Suppose that, based on a simple random sample of n=50 English Premier League soccer matches, we wish to calculate a 94% confidence interval for the population mean number of offside violations per game. For this confidence interval, the critical value +/- z* could be calculated from:

a. the 2.5th percentile of a N(0,1) distribution
b. the 3rd percentile of a N(0,1) distribution
c. the 6th percentile of a N(0,1) distribution
d. the 94th percentile of a N(0,1) distribution

The correct answer is a. the 2.5th percentile of a N(0,1) distribution.

To calculate a confidence interval, we need to find the critical value, also known as the Z-score, which corresponds to the desired level of confidence. In this case, the confidence level is 94%, which means there is a 94% probability that the true population mean falls within the calculated interval.

To find the Z-score for a 94% confidence interval, we subtract the confidence level from 100% to get the percentage in the tails of the distribution. Since the distribution is symmetric, we divide this tail percentage in half, resulting in 3% in each tail.

The critical value is then the Z-score that corresponds to a cumulative probability of 3% or a percentile of 2.5%. Therefore, we need to calculate the 2.5th percentile of a standard normal distribution (N(0,1)) to find the critical value for our confidence interval.

Why is it not the 3rd percentile?

I apologize for the confusion in my previous response. You are correct; the correct answer is b. the 3rd percentile of a N(0,1) distribution.

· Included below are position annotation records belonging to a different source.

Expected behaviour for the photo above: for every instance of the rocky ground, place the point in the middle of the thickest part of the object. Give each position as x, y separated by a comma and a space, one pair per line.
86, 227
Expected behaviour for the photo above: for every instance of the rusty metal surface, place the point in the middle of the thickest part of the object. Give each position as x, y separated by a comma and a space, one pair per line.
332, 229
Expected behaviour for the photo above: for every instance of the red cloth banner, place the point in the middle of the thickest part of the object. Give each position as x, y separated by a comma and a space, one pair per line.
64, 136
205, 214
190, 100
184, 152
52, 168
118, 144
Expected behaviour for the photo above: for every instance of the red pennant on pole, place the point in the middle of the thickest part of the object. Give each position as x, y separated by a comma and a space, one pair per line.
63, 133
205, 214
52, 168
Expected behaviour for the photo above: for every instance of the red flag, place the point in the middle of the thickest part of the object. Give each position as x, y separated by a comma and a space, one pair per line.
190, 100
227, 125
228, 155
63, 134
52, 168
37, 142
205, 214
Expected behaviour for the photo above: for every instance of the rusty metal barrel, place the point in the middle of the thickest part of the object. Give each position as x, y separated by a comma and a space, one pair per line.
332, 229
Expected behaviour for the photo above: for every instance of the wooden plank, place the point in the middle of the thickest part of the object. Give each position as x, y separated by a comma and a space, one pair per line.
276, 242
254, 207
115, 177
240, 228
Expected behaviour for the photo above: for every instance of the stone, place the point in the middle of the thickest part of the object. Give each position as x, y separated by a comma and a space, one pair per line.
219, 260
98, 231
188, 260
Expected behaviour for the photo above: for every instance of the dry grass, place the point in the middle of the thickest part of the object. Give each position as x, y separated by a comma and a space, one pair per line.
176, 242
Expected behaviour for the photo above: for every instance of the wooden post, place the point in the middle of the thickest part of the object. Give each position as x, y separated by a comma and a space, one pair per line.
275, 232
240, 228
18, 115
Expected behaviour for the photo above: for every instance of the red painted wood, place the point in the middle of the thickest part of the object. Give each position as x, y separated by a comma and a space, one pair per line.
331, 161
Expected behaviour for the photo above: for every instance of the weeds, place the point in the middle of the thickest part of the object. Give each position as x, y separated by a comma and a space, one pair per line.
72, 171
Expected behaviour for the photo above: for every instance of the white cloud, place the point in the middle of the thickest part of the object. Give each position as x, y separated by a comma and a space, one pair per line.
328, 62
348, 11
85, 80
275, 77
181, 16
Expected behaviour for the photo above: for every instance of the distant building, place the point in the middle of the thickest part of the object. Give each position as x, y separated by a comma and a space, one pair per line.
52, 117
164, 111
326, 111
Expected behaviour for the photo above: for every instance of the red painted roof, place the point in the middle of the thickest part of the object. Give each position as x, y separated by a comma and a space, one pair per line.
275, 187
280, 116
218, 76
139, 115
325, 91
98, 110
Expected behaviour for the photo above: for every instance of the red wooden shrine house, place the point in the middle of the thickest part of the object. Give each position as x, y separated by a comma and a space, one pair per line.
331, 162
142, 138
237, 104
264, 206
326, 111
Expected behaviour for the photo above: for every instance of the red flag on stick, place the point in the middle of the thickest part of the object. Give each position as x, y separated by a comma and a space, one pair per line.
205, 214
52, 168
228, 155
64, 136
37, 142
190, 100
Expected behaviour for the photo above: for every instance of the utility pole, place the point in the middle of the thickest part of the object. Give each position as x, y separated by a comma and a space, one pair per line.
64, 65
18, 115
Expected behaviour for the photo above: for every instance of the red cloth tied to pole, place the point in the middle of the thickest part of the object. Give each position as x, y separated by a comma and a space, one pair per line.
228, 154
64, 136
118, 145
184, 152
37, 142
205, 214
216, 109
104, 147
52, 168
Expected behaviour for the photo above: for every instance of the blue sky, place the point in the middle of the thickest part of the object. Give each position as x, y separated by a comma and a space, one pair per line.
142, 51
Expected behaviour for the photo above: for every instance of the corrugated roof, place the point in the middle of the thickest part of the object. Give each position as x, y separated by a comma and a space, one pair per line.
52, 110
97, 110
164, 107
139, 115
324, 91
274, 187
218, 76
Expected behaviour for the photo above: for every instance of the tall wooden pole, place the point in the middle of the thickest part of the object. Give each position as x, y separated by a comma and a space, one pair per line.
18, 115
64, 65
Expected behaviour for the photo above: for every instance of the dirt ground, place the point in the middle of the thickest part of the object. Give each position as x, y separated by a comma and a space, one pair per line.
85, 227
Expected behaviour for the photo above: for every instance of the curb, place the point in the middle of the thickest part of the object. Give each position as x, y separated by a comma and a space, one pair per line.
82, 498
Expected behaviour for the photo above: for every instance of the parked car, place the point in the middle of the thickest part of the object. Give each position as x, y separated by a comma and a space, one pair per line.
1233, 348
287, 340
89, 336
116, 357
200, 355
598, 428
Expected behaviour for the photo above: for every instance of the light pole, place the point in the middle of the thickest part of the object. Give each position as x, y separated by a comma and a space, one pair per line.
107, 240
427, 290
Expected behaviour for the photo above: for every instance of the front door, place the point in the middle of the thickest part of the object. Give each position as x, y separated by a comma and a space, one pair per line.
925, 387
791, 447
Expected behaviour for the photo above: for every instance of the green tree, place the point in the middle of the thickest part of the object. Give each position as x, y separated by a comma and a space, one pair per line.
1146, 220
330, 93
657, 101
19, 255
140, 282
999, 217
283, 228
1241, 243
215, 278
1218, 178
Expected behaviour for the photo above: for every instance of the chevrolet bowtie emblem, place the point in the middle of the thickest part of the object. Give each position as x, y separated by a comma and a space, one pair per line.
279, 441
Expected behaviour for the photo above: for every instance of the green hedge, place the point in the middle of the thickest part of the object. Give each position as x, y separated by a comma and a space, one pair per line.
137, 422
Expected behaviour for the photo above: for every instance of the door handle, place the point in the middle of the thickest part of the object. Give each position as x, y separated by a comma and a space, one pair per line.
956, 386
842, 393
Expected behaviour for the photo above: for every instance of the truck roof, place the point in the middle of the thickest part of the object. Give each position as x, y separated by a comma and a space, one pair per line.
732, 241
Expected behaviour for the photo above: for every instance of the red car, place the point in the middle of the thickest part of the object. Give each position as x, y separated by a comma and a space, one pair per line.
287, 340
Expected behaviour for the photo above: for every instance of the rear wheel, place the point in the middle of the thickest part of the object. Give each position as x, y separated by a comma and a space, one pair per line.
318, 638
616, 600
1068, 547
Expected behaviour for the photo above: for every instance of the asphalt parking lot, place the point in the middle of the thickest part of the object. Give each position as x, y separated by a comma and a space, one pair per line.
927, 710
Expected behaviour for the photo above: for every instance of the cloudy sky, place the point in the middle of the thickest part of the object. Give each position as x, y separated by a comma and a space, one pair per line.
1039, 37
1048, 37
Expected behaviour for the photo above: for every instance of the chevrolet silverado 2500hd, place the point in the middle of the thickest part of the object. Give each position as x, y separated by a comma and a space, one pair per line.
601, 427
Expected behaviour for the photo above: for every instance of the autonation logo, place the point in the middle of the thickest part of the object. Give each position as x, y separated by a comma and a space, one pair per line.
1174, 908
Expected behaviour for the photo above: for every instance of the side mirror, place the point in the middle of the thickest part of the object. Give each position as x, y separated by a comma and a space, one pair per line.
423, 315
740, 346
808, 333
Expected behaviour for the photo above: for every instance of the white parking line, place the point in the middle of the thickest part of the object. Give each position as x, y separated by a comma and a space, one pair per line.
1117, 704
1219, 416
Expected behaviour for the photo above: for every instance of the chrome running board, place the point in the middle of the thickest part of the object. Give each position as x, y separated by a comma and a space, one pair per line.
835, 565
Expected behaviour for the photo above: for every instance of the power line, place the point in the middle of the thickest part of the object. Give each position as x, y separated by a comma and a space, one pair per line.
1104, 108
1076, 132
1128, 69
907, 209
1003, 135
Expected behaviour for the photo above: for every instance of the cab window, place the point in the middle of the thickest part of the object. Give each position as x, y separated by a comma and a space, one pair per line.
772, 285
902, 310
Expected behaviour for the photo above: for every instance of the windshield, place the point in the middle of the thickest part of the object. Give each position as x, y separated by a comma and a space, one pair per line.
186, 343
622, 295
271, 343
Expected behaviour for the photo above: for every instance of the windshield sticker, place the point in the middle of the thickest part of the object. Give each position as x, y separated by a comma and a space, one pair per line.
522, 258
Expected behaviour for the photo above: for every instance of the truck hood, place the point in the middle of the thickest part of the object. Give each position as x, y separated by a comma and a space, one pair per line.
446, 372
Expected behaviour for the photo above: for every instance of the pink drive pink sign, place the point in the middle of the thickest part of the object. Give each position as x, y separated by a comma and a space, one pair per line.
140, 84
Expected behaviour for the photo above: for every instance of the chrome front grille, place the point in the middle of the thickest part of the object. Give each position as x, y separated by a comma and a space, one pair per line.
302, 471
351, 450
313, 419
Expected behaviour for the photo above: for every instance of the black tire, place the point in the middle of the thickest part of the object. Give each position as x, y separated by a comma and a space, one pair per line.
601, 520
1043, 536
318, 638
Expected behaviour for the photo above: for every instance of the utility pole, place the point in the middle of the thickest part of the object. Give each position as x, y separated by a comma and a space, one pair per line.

When calculating a confidence interval, we need to determine the critical value, which corresponds to the desired level of confidence. In this case, a 94% confidence interval means that 94% of the data falls within the interval, leaving 6% in the tails of the distribution.

Since the distribution is symmetric, we divide this tail percentage in half, resulting in 3% in each tail. To find the Z-score that corresponds to a cumulative probability of 3% or a percentile of 3rd, we would need to calculate the 3rd percentile of a standard normal distribution (N(0,1)) to determine the critical value for our confidence interval. Once again, I apologize for the incorrect information in my previous response.

To calculate a confidence interval, we need to determine the critical value, denoted as z* in this case. The critical value is the number of standard deviations away from the mean that corresponds to the desired confidence level.

In this scenario, we want to calculate a 94% confidence interval. The remaining percentage, 100% - 94% = 6%, will be divided equally between the two tails of the distribution. To find the critical value, we need to find the value on a standard normal distribution that corresponds to a cumulative probability of 0.5 + (6%/2) = 0.53.

To find this value, we can use a Z-table or normal distribution calculator. The value corresponding to a cumulative probability of 0.53 is approximately 0.06.

Since the standard normal distribution has a mean of 0 and a standard deviation of 1, the critical value can be calculated as z* = 0.06.

To summarize, the correct option for calculating the critical value is c. the 6th percentile of a N(0,1) distribution.